The essential characteristic of bardolatry is that Shakespeare is presented as not only the greatest writer who ever lived, but also as the supreme intellect, the greatest psychologist, and the most faithful portrayer of the human condition and experience. In other words, bardolatry defines Shakespeare as the master of all human experience and of its intellectual analysis. As Carlyle stated,

Of this Shakspeare of ours, perhaps the opinion one sometimes hears a little idolatrously expressed is, in fact, the right one; I think the best judgment not of this country only, but of Europe at large, is slowly pointing to the conclusion, that Shakspeare is the chief of all Poets hitherto; the greatest intellect who, in our recorded world, has left record of himself in the way of Literature. On the whole, I know not such a power of vision, such a faculty of thought, if we take all the characters of it, in any other man. Such a calmness of depth; placid joyous strength; all things imaged in that great soul of his so true and clear, as in a tranquil unfathomable sea!

Shaw's sceptical views arose in response to such ideas. Shaw wished to demythologise Shakespeare. He emphasised that Shakespeare was capable of both brilliance and banality, a point made humorously in his late puppet play Shakes versus Shav, in which he compares Shakespeare's work to his own.
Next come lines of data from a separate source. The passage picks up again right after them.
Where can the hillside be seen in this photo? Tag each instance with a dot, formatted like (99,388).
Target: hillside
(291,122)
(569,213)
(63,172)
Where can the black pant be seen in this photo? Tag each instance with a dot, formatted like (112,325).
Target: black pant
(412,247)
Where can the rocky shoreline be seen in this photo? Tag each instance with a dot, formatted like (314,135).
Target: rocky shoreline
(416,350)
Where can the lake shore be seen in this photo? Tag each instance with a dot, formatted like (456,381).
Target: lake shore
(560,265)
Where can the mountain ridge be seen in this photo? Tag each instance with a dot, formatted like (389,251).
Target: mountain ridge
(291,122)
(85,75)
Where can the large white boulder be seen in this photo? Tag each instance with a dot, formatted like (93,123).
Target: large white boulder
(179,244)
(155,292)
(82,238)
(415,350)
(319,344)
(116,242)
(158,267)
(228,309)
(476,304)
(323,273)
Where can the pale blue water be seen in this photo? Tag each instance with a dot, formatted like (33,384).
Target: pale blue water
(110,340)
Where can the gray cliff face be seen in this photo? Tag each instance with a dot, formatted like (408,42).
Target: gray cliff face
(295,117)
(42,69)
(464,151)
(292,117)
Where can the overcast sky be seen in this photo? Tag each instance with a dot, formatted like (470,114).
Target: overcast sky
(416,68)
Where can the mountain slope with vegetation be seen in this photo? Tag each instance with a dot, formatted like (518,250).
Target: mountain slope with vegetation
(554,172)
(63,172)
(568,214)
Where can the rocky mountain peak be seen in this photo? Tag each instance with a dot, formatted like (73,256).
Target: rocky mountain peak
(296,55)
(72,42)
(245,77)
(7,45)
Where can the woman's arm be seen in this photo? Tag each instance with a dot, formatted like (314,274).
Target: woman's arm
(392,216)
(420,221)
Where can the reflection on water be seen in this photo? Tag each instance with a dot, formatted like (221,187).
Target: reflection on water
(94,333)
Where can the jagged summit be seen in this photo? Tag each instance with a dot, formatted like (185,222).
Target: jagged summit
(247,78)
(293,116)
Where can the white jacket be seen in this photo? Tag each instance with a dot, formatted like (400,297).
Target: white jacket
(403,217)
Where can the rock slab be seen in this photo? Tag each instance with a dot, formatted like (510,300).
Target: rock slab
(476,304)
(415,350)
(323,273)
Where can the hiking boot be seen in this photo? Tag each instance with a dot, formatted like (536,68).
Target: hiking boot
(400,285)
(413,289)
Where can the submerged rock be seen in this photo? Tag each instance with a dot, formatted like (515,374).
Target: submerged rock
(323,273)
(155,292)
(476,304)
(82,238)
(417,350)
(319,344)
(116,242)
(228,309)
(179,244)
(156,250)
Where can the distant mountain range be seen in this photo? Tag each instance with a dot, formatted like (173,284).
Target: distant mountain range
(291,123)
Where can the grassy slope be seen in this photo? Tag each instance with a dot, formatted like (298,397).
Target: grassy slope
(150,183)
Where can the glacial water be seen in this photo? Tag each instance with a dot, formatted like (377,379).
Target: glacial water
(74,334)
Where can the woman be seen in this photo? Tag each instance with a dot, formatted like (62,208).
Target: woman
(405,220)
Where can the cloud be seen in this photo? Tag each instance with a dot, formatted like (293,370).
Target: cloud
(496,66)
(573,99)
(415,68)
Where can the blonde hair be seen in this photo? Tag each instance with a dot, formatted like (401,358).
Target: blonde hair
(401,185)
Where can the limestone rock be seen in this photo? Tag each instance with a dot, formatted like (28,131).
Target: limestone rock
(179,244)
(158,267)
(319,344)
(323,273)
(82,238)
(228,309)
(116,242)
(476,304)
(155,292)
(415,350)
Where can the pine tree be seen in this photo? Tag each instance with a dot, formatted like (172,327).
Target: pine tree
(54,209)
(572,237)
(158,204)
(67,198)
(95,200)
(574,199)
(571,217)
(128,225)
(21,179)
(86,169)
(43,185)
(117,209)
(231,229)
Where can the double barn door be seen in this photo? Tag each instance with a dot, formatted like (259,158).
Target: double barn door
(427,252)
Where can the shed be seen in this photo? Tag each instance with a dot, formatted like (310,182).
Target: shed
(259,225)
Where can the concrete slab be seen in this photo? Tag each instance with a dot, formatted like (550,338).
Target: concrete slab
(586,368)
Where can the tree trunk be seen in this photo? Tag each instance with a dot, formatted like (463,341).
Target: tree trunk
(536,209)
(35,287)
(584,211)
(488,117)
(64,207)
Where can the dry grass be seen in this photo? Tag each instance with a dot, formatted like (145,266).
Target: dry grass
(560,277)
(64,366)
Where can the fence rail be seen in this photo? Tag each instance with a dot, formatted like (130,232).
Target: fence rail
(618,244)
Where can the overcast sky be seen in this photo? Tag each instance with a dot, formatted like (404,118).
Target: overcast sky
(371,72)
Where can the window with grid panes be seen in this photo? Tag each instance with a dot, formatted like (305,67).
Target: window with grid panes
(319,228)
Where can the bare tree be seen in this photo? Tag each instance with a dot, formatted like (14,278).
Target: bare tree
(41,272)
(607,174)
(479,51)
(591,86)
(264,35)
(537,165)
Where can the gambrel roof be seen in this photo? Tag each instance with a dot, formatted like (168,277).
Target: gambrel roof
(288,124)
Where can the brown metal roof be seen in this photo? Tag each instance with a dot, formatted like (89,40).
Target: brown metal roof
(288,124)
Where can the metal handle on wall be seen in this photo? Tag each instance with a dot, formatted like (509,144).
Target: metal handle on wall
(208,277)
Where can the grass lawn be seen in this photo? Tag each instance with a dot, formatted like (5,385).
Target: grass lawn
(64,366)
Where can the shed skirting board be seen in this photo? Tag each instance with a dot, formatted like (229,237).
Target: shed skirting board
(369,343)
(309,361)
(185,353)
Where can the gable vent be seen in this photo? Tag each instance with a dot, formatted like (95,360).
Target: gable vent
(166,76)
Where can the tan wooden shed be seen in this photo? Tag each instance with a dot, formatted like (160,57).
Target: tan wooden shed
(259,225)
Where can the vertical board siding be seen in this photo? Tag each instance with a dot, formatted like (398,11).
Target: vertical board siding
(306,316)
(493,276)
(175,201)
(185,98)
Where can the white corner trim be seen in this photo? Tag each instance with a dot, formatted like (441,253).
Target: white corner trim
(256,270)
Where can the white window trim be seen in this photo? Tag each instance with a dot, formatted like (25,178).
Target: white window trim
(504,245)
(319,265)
He unequivocally asserted that Shakespeare was a great poet, even calling him "a very great author" at one point, and praised his use of what Shaw called "word-music". He also declared, "Nobody will ever write a better tragedy than Lear". However, he also wrote in a letter to Mrs Patrick Campbell, "Oh, what a damned fool Shakespeare was!", and complained of his "monstrous rhetorical fustian, his unbearable platitudes, his sententious combination of ready reflections with complete intellectual sterility".

==Harold Bloom==
The critic Harold Bloom revived bardolatry in his 1998 book Shakespeare: The Invention of the Human, in which Bloom provides an analysis of each of Shakespeare's thirty-eight plays, "twenty-four of which are masterpieces." Written as a companion to the general reader and theatergoer, Bloom's book argues that bardolatry "ought to be even more a secular religion than it already is." He contends in the work that Shakespeare "invented" humanity, in that he prescribed the now-common practice of "overhearing" oneself, which drives one's own internal psychological development. In addition, he embraces the notion of the true reality of the characters of Shakespeare, regarding them as "real people" in the sense that they have altered the consciousness and modes of perception of not only readers, but most people in any western literate culture.